Corporate Accountability

Court Won’t Let CFPB Proponents Into Case to Defend Agency

By C. Ryan Barber

A federal appeals court on Thursday refused to allow Democratic state attorneys general and other proponents of the Consumer Financial Protection Board to intervene in a case to protect the agency’s independence.

The decision from the U.S. Court of Appeals for the D.C. Circuit blocked 16 state attorneys general, top Democratic members of Congress and a coalition of consumer advocates from defending the agency in a fight over the constitutionality of its leadership structure.

The advocates told the D.C. Circuit they feared the Trump administration would not adequately fight for the agency, which arose from the dust of the 2008 financial crisis, in the months ahead. Donald Trump campaigned on, and later doubled down on, a promise to “dismantle” the Wall Street reform law that created the consumer bureau.
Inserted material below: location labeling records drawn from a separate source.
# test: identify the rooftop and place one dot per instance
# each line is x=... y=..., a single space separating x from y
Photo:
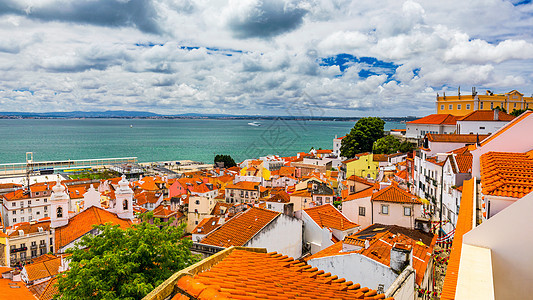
x=241 y=228
x=464 y=225
x=456 y=138
x=395 y=194
x=266 y=276
x=381 y=238
x=506 y=174
x=328 y=216
x=486 y=115
x=436 y=119
x=83 y=222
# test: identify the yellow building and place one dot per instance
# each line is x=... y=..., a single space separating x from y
x=362 y=165
x=462 y=105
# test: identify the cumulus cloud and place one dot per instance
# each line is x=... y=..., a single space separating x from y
x=263 y=19
x=344 y=57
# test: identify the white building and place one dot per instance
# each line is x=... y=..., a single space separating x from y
x=483 y=122
x=435 y=124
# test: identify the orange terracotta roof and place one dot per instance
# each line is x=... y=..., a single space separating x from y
x=302 y=193
x=464 y=162
x=395 y=194
x=324 y=151
x=456 y=138
x=244 y=185
x=507 y=126
x=241 y=228
x=147 y=197
x=381 y=238
x=220 y=206
x=436 y=119
x=165 y=212
x=43 y=269
x=50 y=290
x=281 y=197
x=361 y=194
x=83 y=222
x=380 y=157
x=464 y=225
x=14 y=290
x=268 y=276
x=28 y=227
x=328 y=216
x=206 y=225
x=38 y=289
x=487 y=115
x=506 y=174
x=360 y=180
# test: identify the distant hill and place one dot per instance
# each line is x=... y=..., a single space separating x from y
x=83 y=114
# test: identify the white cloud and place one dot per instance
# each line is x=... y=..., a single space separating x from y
x=253 y=56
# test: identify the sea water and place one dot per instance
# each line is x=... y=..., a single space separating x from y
x=164 y=139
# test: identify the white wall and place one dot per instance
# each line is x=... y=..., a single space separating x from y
x=481 y=127
x=351 y=210
x=283 y=235
x=357 y=268
x=320 y=238
x=396 y=214
x=518 y=138
x=508 y=236
x=419 y=130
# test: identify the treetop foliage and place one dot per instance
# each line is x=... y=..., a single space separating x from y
x=125 y=263
x=362 y=136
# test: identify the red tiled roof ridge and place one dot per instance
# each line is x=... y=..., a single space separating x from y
x=306 y=281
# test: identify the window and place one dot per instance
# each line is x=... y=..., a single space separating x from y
x=406 y=211
x=362 y=210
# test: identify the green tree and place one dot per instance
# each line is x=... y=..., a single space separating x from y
x=125 y=263
x=387 y=145
x=517 y=112
x=360 y=139
x=226 y=159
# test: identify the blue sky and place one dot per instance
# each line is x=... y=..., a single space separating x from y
x=340 y=57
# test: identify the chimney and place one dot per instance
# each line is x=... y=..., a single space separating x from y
x=400 y=257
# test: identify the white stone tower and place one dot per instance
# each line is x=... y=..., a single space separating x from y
x=59 y=202
x=124 y=200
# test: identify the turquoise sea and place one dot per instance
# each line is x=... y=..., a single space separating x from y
x=163 y=140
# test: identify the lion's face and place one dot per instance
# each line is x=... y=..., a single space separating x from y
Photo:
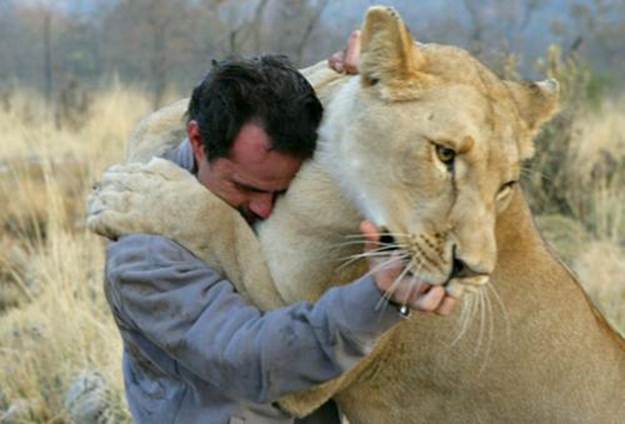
x=441 y=158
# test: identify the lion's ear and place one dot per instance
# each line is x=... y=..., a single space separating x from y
x=538 y=102
x=388 y=53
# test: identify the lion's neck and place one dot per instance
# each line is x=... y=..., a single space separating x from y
x=545 y=356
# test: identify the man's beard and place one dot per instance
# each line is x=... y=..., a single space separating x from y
x=249 y=216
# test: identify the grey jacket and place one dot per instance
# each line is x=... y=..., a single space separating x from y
x=196 y=352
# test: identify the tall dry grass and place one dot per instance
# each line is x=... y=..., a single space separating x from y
x=55 y=326
x=54 y=322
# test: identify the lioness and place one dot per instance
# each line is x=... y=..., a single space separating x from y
x=427 y=142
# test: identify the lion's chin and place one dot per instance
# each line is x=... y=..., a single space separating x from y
x=457 y=286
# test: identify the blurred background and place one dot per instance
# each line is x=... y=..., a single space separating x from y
x=76 y=76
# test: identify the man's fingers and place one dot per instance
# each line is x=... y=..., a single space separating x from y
x=430 y=301
x=352 y=53
x=336 y=61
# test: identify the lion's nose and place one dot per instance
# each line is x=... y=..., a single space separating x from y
x=461 y=269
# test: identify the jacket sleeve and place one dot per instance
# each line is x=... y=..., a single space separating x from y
x=194 y=315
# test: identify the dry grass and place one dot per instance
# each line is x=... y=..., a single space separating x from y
x=54 y=322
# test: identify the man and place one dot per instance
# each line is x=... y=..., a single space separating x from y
x=194 y=350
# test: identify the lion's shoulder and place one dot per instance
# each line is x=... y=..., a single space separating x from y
x=157 y=132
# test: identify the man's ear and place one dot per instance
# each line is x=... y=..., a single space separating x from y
x=195 y=138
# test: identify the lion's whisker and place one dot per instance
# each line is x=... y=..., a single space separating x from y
x=490 y=329
x=482 y=318
x=503 y=307
x=465 y=318
x=373 y=254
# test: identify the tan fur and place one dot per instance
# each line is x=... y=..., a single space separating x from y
x=545 y=356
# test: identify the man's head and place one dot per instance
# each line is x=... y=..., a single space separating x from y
x=251 y=123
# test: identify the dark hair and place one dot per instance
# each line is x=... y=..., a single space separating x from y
x=267 y=90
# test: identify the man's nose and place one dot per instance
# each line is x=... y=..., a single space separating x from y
x=262 y=204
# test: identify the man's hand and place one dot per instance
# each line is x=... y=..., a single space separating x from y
x=400 y=288
x=347 y=60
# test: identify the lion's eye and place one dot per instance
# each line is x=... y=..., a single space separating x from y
x=445 y=155
x=506 y=187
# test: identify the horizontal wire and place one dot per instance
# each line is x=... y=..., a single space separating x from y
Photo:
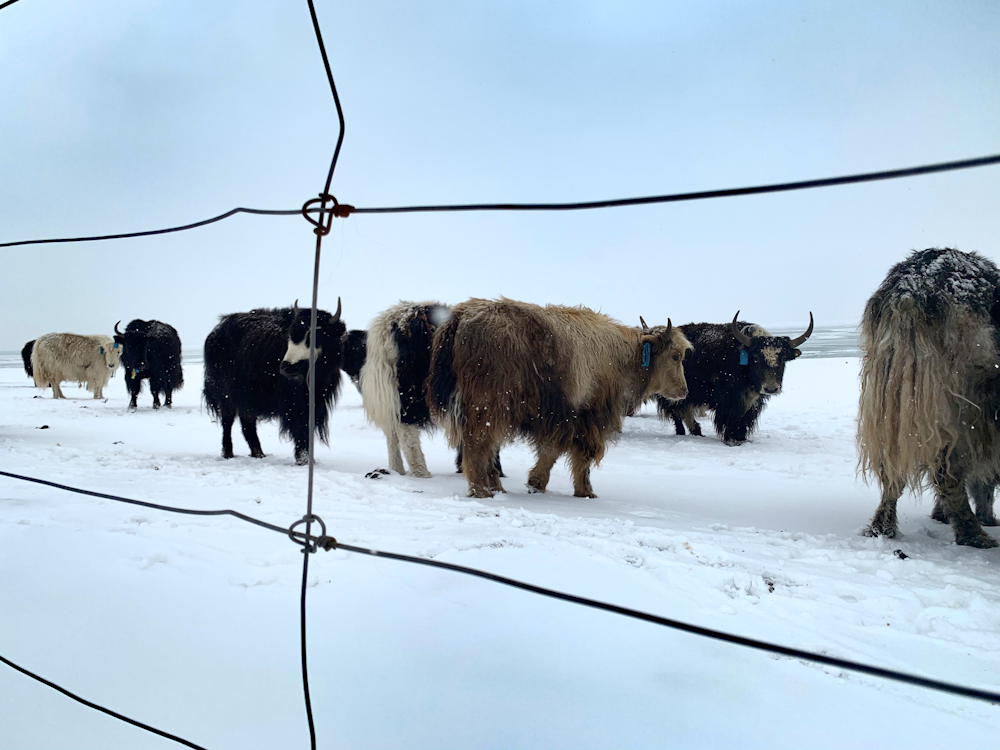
x=331 y=543
x=345 y=210
x=98 y=707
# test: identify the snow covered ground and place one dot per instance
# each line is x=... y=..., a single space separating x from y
x=190 y=624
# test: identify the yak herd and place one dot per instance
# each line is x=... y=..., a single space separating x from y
x=563 y=378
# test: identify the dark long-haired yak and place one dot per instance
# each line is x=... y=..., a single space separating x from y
x=256 y=367
x=561 y=377
x=930 y=389
x=151 y=351
x=734 y=369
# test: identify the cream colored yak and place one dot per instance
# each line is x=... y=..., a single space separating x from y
x=89 y=360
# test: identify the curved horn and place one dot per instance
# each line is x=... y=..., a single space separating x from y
x=801 y=339
x=737 y=333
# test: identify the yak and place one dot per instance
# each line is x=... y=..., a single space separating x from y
x=26 y=357
x=561 y=377
x=151 y=350
x=733 y=370
x=930 y=389
x=90 y=360
x=389 y=363
x=257 y=365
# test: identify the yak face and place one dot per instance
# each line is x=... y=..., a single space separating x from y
x=111 y=353
x=133 y=346
x=662 y=350
x=765 y=356
x=329 y=330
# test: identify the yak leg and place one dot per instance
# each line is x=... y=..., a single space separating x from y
x=884 y=522
x=227 y=434
x=579 y=463
x=692 y=424
x=950 y=490
x=248 y=423
x=538 y=477
x=392 y=445
x=410 y=438
x=982 y=498
x=477 y=465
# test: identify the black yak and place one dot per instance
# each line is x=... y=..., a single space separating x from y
x=256 y=367
x=562 y=377
x=733 y=370
x=151 y=351
x=930 y=389
x=26 y=357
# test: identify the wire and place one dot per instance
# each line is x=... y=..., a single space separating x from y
x=330 y=543
x=98 y=707
x=782 y=187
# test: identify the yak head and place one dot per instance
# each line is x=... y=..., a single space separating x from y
x=329 y=332
x=661 y=354
x=765 y=356
x=133 y=346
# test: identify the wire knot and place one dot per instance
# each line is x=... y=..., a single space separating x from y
x=309 y=542
x=326 y=214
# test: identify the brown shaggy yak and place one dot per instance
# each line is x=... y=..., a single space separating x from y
x=930 y=389
x=561 y=377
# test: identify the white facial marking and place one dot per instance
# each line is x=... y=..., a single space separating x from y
x=298 y=352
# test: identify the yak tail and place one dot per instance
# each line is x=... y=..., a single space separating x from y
x=442 y=399
x=919 y=385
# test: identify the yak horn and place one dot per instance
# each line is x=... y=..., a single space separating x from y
x=801 y=339
x=737 y=333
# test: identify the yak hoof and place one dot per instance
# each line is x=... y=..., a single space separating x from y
x=979 y=541
x=876 y=530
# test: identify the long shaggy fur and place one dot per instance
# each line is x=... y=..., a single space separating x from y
x=930 y=383
x=151 y=351
x=392 y=379
x=561 y=377
x=736 y=393
x=58 y=357
x=245 y=375
x=26 y=357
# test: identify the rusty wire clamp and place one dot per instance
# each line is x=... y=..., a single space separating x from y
x=310 y=543
x=340 y=210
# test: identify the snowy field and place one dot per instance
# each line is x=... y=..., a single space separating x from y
x=190 y=624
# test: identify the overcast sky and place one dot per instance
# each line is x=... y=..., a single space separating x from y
x=127 y=115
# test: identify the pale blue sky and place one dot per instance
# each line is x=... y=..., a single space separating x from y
x=125 y=115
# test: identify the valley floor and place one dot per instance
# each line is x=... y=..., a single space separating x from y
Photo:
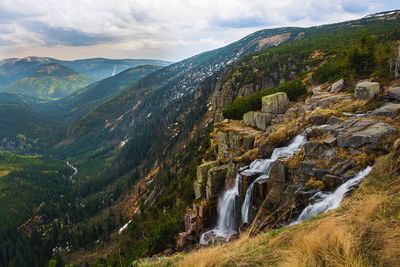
x=365 y=231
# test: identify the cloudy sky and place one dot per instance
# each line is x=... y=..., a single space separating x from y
x=162 y=29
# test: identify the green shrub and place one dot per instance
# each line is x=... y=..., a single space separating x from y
x=294 y=89
x=330 y=72
x=241 y=105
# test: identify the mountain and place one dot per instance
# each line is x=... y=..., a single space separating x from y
x=52 y=79
x=151 y=160
x=101 y=68
x=39 y=77
x=99 y=92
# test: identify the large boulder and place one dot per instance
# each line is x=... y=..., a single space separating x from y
x=394 y=93
x=389 y=110
x=276 y=103
x=367 y=133
x=366 y=90
x=257 y=119
x=216 y=181
x=337 y=86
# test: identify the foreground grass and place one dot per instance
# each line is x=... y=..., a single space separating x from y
x=365 y=231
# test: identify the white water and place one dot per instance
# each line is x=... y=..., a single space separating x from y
x=330 y=201
x=227 y=226
x=75 y=172
x=114 y=71
x=264 y=165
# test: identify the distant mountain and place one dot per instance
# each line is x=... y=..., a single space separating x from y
x=51 y=79
x=99 y=92
x=40 y=77
x=101 y=68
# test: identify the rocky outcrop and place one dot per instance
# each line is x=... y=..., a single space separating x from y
x=388 y=110
x=394 y=93
x=275 y=104
x=273 y=108
x=361 y=133
x=337 y=86
x=366 y=90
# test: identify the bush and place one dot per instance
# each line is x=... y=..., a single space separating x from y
x=294 y=89
x=330 y=72
x=241 y=105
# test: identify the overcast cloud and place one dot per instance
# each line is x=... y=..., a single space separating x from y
x=162 y=29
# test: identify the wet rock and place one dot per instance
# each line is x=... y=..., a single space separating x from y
x=276 y=103
x=334 y=120
x=216 y=181
x=366 y=90
x=257 y=119
x=317 y=119
x=337 y=86
x=202 y=171
x=389 y=110
x=331 y=181
x=394 y=93
x=247 y=177
x=360 y=133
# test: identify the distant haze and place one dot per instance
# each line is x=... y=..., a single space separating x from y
x=159 y=29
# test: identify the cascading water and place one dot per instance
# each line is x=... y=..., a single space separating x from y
x=330 y=201
x=264 y=167
x=227 y=221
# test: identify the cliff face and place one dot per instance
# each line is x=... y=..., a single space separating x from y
x=337 y=145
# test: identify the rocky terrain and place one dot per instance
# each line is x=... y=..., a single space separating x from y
x=344 y=132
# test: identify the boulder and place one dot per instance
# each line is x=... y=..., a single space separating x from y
x=317 y=119
x=257 y=119
x=202 y=171
x=216 y=181
x=337 y=86
x=394 y=93
x=334 y=120
x=276 y=103
x=389 y=110
x=360 y=133
x=366 y=90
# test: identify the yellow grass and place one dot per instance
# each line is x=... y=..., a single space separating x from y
x=365 y=231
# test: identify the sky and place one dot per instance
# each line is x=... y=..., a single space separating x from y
x=158 y=29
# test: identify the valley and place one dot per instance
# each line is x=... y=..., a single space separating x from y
x=242 y=155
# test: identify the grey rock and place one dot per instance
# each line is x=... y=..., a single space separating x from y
x=389 y=110
x=366 y=90
x=360 y=133
x=394 y=93
x=337 y=86
x=276 y=103
x=334 y=120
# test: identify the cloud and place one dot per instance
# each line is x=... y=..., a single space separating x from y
x=172 y=29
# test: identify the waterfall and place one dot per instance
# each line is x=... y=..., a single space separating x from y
x=227 y=221
x=264 y=167
x=330 y=201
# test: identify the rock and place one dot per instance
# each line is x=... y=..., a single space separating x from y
x=277 y=173
x=360 y=133
x=337 y=86
x=334 y=120
x=317 y=90
x=394 y=93
x=199 y=190
x=257 y=119
x=246 y=178
x=389 y=110
x=202 y=171
x=317 y=119
x=216 y=181
x=366 y=90
x=331 y=181
x=276 y=103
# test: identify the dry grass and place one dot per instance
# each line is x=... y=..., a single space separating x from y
x=365 y=231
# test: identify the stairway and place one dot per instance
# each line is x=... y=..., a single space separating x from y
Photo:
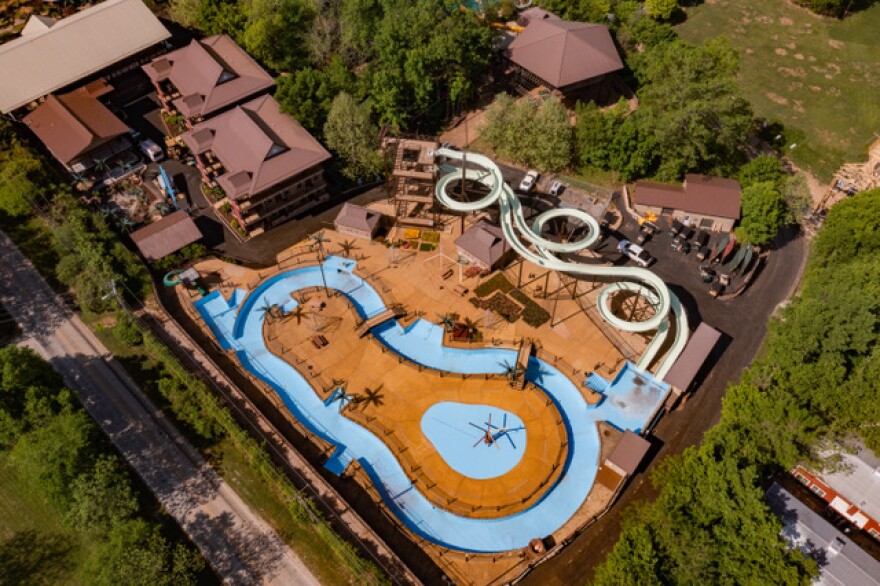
x=597 y=383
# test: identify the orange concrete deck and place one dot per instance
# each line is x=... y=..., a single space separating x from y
x=404 y=392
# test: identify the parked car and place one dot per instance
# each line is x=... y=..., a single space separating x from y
x=635 y=252
x=529 y=181
x=646 y=231
x=151 y=150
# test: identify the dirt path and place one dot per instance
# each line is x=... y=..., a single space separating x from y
x=235 y=541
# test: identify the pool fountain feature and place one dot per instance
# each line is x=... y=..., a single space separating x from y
x=238 y=325
x=474 y=444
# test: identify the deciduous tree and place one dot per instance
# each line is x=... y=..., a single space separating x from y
x=350 y=133
x=763 y=211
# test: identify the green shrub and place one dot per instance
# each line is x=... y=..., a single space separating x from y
x=497 y=283
x=533 y=314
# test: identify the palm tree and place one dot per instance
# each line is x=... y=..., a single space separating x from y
x=346 y=246
x=125 y=224
x=447 y=320
x=512 y=371
x=372 y=397
x=319 y=239
x=299 y=312
x=470 y=328
x=108 y=211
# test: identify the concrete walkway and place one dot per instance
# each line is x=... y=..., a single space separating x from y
x=235 y=541
x=197 y=360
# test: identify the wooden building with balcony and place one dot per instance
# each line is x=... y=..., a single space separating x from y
x=260 y=165
x=206 y=77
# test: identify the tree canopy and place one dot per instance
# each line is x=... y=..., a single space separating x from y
x=815 y=383
x=537 y=135
x=55 y=448
x=763 y=212
x=352 y=136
The full D.C. Circuit, in PHH Corp. v. CFPB, is weighing whether to review a panel ruling that said the White House should have greater power to remove the CFPB director at will, not exclusively for cause. The divided panel ruling in October called the agency director one of the most powerful positions in Washington next to the president.

The CFPB is permitted to represent itself in the federal courts. But the agency is required to consult the U.S. Justice Department before taking any case to the U.S. Supreme Court. That roadblock has fueled fears that the Trump administration could walk away from the case and fire the agency’s director, Richard Cordray, whose five-year term expires in July 2018.

Attorneys general for the District of Columbia and 16 states—including Connecticut, New York and Massachusetts—argued Trump’s hostility toward the Dodd-Frank reform laws made it necessary for them to come to the agency’s side. U.S. Sen. Sherrod Brown of Ohio and Rep. Maxine Waters of California, the top Democrats on the Senate and House banking committees also moved to intervene, as did advocacy groups including Americans for Financial Reform and the Center for Responsible Lending.

“While the court’s order is disappointing, it doesn’t preclude our clients or others from trying to intervene again should the full court grant the en banc petition or, even before that, if the administration were to take action against Director Cordray,” said Brianne Gorod, chief counsel of the Constitutional Accountability Center, which represented Brown and Waters.

Lawyers for the mortgage lender PHH Corp. opposed any intervention. PHH’s defense team at Gibson, Dunn & Crutcher argued the intervention push came too late and was motivated by factors that “were entirely and reasonably foreseeable more than a year ago.”

A spokeswoman for the Connecticut attorney general said the various state offices were reviewing the decision and “considering all options available to us in this case.” The CFPB declined to comment.